3.4 Robustness Test of LNC Estimation Model for Winter Wheat

For inversion results of winter wheat LNC about different varieties (Table 5), the estimation accuracy of three estimation models was that the loose variety Lunxuan 167 lower than compact variety Jingdong 18, while the inversion accuracy of RFR model for loose type and compact type were the highest. As can be seen from Table 6, the inversion results of the three models in different growth stages were different, but the RFR model had the best inversion accuracy relative to LR and MSR at three growth stages. The LNC inversion results (Table 7) of winter wheat from different experimental areas showed that the accuracy of three estimation models to the north was higher than the south area, and the accuracy of RFR model in two test areas was higher than that of the other two models. Based on the above analysis, RFR model was not only robust to the LNC estimation of winter wheat under different conditions in different years, but also the estimation accuracy was higher than that of LR model and MSR model.
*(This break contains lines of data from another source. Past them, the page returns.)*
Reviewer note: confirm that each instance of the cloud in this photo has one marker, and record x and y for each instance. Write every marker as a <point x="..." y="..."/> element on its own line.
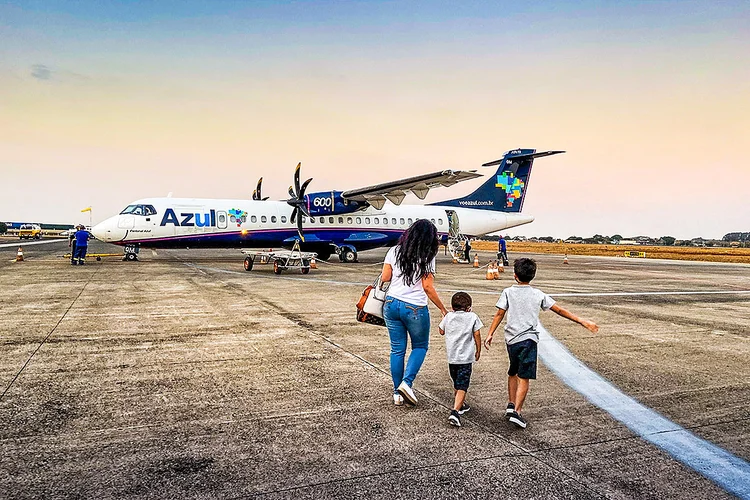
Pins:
<point x="41" y="72"/>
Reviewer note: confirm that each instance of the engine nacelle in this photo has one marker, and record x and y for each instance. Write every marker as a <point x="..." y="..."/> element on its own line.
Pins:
<point x="330" y="203"/>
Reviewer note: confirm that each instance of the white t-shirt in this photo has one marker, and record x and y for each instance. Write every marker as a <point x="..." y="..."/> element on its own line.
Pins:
<point x="522" y="304"/>
<point x="413" y="294"/>
<point x="459" y="328"/>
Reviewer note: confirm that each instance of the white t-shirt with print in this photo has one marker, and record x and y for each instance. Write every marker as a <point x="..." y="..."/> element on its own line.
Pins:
<point x="413" y="294"/>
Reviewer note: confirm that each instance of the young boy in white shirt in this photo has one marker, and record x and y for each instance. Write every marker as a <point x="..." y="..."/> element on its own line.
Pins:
<point x="522" y="304"/>
<point x="463" y="344"/>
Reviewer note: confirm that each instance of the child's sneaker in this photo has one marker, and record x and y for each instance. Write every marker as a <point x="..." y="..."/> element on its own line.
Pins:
<point x="454" y="418"/>
<point x="407" y="393"/>
<point x="517" y="420"/>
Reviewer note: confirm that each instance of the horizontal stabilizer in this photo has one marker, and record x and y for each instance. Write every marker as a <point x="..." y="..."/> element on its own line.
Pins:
<point x="521" y="157"/>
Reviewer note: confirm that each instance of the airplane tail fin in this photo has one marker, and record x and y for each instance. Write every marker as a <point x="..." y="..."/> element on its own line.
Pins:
<point x="506" y="190"/>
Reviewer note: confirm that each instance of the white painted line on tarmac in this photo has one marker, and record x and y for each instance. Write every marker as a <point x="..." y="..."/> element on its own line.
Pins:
<point x="728" y="471"/>
<point x="484" y="292"/>
<point x="22" y="243"/>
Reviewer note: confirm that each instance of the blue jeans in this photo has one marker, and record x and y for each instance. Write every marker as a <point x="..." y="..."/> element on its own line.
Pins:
<point x="403" y="318"/>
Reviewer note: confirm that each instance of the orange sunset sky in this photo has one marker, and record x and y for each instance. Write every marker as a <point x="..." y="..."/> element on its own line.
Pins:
<point x="104" y="103"/>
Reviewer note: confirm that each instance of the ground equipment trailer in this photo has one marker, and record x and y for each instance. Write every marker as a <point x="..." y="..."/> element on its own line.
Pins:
<point x="281" y="259"/>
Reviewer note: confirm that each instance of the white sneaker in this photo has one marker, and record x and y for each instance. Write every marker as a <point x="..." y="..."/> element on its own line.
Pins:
<point x="407" y="393"/>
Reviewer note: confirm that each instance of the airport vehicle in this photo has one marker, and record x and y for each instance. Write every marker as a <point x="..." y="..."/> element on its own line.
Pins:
<point x="328" y="222"/>
<point x="30" y="231"/>
<point x="281" y="259"/>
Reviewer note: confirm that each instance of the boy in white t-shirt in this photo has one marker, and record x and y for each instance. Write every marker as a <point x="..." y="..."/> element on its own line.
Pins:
<point x="463" y="344"/>
<point x="520" y="305"/>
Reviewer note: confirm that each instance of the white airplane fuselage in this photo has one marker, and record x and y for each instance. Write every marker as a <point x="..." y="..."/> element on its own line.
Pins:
<point x="196" y="223"/>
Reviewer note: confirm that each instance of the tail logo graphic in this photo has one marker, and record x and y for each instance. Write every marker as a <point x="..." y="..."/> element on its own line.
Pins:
<point x="512" y="185"/>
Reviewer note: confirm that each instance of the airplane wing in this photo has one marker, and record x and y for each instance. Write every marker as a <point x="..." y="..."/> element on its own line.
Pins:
<point x="420" y="185"/>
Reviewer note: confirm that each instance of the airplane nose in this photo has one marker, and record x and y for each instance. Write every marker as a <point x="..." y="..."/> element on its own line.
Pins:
<point x="108" y="231"/>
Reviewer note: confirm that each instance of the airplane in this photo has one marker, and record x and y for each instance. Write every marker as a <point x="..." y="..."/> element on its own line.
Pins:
<point x="329" y="222"/>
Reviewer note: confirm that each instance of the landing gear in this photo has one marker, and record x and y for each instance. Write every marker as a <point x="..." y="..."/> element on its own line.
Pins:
<point x="348" y="255"/>
<point x="131" y="253"/>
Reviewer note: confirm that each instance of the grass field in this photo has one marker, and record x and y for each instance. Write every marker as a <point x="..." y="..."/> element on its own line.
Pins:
<point x="708" y="254"/>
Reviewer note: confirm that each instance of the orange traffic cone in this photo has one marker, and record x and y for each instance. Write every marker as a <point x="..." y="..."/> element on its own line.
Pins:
<point x="490" y="275"/>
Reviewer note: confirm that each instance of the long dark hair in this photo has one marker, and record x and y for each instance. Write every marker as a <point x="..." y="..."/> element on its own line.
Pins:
<point x="416" y="249"/>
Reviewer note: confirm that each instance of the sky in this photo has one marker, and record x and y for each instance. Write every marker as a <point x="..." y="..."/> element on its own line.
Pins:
<point x="105" y="102"/>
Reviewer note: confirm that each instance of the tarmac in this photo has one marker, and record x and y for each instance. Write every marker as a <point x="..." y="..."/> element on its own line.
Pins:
<point x="183" y="376"/>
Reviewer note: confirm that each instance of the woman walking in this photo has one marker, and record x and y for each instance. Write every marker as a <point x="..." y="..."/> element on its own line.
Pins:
<point x="410" y="267"/>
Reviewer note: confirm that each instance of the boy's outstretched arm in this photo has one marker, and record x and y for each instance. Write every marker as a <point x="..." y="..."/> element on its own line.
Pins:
<point x="589" y="325"/>
<point x="478" y="344"/>
<point x="499" y="315"/>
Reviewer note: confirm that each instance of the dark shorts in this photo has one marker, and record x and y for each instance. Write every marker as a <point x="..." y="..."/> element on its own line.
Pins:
<point x="522" y="357"/>
<point x="461" y="375"/>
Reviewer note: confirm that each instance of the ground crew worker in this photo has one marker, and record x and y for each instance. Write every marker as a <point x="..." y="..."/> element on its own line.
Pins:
<point x="72" y="245"/>
<point x="82" y="244"/>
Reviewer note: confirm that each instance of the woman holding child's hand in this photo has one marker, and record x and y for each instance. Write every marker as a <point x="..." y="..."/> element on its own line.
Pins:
<point x="410" y="267"/>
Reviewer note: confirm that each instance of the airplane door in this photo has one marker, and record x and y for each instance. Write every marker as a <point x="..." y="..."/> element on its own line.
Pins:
<point x="221" y="219"/>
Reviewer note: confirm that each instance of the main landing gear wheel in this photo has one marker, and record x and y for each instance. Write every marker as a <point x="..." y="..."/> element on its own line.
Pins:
<point x="348" y="256"/>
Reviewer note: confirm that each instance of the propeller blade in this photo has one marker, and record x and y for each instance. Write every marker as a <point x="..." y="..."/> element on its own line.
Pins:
<point x="296" y="177"/>
<point x="300" y="231"/>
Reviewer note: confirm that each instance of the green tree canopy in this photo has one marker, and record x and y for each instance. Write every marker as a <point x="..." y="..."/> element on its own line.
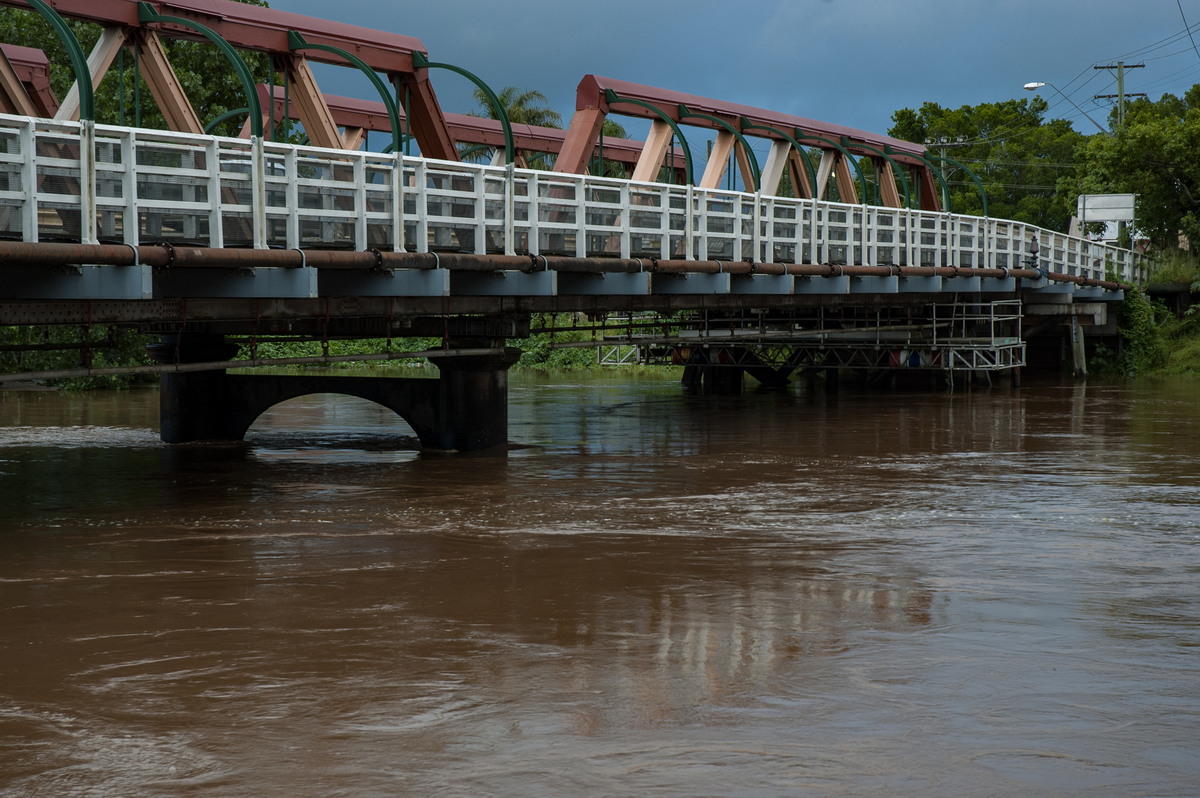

It showed that the RFR model constructed in this study had high precision and good applicability, and it was a preferred model for estimating winter wheat LNC.

Table 5. LNC estimation results of winter wheat for different cultivars.
Table 6. LNC estimation results of winter wheat for different growth stages.
Table 7. LNC estimation results of winter wheat for different test areas.

4 Conclusions

In this study, correlation analysis between spectral index and LNC was carried out based on canopy spectral data and LNC of winter wheat under different years (i.e., 2014/2015, 2015/2016), different treatments (i.e., varieties, fertilizer and water supply), different growth stages (i.e., jointing stage, flowering stage and filling stage). Then, the LNC estimation models of winter wheat were constructed by three methods of linear regression, stepwise regression and random forest regression, and the accuracy and stability of the LNC estimation model were verified. The results were as follows:

  1. (1)

    The correlation between the four spectral indices (i.e., NDSI(R594, R506), RSI(R592, R506), mSR705, mNDVI705) and LNC of winter wheat was preferable, and RSI(R592, R506) had the highest correlation with LNC(r = −0.911). The accuracy of three estimation models was above 0.8, indicating that the three estimation models can be used for rapid, nondestructive and accurate LNC monitoring of winter wheat. Among them, the RFR model had the best effect. In the modeling set, the value of R2 and RMSE respectively were 0.962 and 0.276, and in the verification set, the value of R2 and RMSE respectively were 0.898 and 0.401.

  2. (2)

    The applicability of the three models was further tested by using 2015/2016 data. It was found that the estimation accuracy of the RFR model was higher than the other two estimation models for each set of experimental samples, moreover, the LNC estimation of winter wheat was robust under different conditions in different years, so it can be regarded as the preferred model for the estimation of winter wheat LNC.